De son côté, la vice-présidente du CNT, a souligné que la Commission doit explorer toutes les stratégies possibles pour réinstaurer la paix entre les Maliens, surtout pour accorder et obtenir le pardon pour tout cas qui a heurté la conscience publique. Cela, en tenant compte du fait que tous les Maliens naissent et demeurent libres et égaux en droit et en devoir. Mme Diarra Raky Talla dira que notre pays traverse des moments difficiles, ajoutant que depuis plusieurs années, une crise multidimensionnelle profonde, marquée par des actions terroristes, acerbe notre pays.
«Nous devons plus que jamais nous mobiliser autour de la mère patrie», a-t-elle exhorté.
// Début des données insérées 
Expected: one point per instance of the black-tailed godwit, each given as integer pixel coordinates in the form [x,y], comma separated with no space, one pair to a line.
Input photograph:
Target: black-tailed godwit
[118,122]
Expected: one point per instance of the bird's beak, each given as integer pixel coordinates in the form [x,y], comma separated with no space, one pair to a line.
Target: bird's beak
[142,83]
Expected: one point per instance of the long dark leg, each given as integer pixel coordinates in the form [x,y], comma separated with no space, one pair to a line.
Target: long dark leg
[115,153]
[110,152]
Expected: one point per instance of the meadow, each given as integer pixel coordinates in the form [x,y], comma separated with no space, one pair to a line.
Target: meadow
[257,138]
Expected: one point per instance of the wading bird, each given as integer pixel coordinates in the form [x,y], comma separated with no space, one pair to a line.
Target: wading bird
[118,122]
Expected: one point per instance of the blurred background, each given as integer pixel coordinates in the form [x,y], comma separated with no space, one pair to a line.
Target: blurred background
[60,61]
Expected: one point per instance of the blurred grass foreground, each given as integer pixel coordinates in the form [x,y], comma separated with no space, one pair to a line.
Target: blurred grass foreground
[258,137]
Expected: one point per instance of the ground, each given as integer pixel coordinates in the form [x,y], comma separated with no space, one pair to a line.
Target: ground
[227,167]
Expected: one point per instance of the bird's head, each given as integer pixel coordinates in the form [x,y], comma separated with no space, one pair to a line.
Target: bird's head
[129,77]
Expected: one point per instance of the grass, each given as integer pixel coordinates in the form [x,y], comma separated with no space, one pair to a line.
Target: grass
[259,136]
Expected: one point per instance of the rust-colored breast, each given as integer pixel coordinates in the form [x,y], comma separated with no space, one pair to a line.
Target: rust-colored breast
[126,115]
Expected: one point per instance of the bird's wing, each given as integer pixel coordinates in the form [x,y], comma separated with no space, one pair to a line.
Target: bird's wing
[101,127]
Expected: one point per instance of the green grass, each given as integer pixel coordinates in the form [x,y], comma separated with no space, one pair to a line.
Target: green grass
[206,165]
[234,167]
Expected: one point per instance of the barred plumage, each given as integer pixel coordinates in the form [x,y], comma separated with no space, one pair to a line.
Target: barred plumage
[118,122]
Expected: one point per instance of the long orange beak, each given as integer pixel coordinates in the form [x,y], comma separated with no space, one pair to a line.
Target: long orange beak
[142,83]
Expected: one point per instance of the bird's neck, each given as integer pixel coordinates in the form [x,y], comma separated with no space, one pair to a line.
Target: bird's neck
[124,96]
Raky Talla a soutenu que nos compatriotes attendent une transformation profonde de la société, une refondation de l’État et une fortification de la République pour une nation prospère et en paix.
Au cours de la rencontre, les membres de l’organe législatif de Transition ont exprimé des préoccupations, propositions et observations autour du document, notamment le bicéphalisme au sommet de l’État dans la conduite du processus de paix.
Il s’agit aussi de ramener l’Azawad à sa réalité historique qui ne s’étend pas à toutes les régions du Nord, d’intégrer les Assises nationales de la refondation (ANR) dans le document. Sans oublier la mention de certains de nos pays voisins, notamment le Sénégal et la Côte d’Ivoire compte tenu de leurs apports dans notre économie.